A New Zealand private investigator is warning that the involvement of well-meaning enthusiasts and entrepreneurs who try to reunite birth families – as a result of recent publicity and TV programmes – is doing more damage than good.
Licensed private investigator and CEO of Moratti and Associates, Rod Moratti, said today that heartbreak and disappointment are often the results when the ‘first contact’ is not managed with professional empathy and compassion for all the parties involved.
“I am concerned when I read of well-meaning people – and others who want to exploit a business opportunity – who do things like put up websites to help adopted family find each other. For one thing, nobody knows the circumstances of the adoption or the potential damage that can result when the past barges into someone’s life.
“Contact is a threatening situation. For example, was the pregnancy consensual? Has the birth mother told her family and friends about the adoption? You can imagine the shock when a stranger claiming to be family calls or turns up on your doorstep.”
Mr Moratti started helping reunite adopted children and birth parents – and others who lost contact as a result of circumstances like relationship break-ups – after tracing his mum’s birth mother more than 20 years ago. He has since reunited dozens of client families over the same period.

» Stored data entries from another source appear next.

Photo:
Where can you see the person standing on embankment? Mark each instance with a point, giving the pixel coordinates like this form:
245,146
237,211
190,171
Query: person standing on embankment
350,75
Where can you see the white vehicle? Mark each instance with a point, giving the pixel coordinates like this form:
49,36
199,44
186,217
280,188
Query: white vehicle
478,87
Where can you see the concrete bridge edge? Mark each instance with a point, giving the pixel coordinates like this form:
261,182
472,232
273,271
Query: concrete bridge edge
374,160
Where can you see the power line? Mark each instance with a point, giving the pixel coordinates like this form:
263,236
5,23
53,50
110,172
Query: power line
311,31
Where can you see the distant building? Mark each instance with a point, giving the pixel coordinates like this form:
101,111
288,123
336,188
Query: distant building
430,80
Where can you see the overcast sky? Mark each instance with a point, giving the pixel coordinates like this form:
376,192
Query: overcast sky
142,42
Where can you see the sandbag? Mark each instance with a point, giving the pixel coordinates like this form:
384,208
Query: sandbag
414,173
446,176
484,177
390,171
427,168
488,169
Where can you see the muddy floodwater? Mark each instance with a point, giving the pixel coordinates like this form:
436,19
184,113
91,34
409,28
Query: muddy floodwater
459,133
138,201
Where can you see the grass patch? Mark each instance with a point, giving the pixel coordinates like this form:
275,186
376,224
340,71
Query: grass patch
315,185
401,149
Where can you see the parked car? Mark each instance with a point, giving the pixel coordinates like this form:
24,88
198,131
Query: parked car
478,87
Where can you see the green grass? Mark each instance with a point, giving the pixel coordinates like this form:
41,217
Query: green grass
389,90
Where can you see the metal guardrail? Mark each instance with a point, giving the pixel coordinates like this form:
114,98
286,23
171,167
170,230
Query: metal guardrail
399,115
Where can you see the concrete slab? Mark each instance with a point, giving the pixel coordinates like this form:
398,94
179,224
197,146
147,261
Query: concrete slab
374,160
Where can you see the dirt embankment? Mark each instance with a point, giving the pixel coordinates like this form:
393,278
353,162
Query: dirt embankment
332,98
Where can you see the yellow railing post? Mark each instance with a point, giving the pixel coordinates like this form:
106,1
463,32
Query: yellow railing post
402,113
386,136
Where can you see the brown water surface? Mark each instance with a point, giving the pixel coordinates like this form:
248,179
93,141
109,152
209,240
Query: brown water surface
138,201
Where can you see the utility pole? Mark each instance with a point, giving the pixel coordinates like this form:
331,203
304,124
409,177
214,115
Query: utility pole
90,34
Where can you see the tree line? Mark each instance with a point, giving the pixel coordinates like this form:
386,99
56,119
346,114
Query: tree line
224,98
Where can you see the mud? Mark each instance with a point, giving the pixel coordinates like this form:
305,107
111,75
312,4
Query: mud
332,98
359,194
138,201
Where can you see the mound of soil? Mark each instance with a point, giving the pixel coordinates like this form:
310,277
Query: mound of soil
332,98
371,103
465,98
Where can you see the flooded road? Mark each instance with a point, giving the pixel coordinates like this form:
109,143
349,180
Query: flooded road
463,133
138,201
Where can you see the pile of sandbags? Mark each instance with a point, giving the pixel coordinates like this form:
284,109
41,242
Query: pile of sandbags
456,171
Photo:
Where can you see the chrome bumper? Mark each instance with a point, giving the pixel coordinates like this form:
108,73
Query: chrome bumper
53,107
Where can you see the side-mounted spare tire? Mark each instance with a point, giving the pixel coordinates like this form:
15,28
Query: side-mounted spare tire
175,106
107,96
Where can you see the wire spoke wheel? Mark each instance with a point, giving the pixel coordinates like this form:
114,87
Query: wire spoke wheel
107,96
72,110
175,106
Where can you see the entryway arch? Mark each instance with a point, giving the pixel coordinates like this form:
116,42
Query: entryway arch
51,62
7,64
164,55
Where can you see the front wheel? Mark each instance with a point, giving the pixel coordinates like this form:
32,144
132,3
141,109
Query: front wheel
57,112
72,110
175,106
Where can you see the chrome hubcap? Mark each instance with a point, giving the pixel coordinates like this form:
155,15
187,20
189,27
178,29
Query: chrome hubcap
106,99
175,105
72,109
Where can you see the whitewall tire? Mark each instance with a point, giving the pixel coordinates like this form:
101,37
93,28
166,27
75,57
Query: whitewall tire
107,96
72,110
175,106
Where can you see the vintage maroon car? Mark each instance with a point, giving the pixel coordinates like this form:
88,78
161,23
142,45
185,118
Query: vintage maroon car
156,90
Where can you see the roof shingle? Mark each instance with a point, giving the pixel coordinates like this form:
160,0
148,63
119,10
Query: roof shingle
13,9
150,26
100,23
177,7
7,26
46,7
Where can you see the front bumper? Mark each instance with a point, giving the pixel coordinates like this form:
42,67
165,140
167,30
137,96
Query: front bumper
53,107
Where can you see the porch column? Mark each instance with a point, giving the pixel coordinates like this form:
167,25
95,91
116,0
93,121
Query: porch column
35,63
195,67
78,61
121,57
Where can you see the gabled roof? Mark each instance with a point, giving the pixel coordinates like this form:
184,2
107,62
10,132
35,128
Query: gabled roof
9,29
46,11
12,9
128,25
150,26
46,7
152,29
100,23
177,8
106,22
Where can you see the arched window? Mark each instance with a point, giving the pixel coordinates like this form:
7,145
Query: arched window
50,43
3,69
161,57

“For any mother to give up her child is traumatic. Very often the parents – even adopted children – will have locked away those emotions for 20, 30 or 40 years. They may have kept the adoption a secret.
“Birth parents and children who were adopted need time to make sense of what is happening. They need to prepare themselves and sort through their emotions, perhaps even break the news to families and friends.”
Mr Moratti said it’s not uncommon to come across women who have not even revealed the secret to their husbands of several decades, let alone their children.
When contact occurs, it is important to remove any perception of a threat. The first thing people wonder is ‘why now?’ ‘What does this person want?’ ‘Are they angry?’ ‘Do they want revenge?’ ‘Do they want money?’
“It is important that you prepare a pitch that explains who you are and why you want to make contact.
“For example, I once made contact with a birth mother who denied she was the birth mother. I explained that I was a professional investigator and the reasons why I thought she was the right person. I then told her that her daughter was married with two beautiful children and was a successful business woman. She immediately wanted to know more,” Mr Moratti said.
One of three reactions are common when lost family make contact:
- The family is elated and excited because they’ve been looking too.
- The family is shocked or disconcerted. They ask for time to think about it and prepare themselves.
- They deny any links.
“You only get one chance to get it right, and if this is important to you, nothing is more critical than a first contact that is professional, tactful, empathetic and compassionate. Excitement comes later.
“When I first made contact with my mother’s birth family, I did not reveal to them who I was, only that I was a private investigator. They later said that having a professional intermediary made the process a lot easier for them,” Mr Moratti said.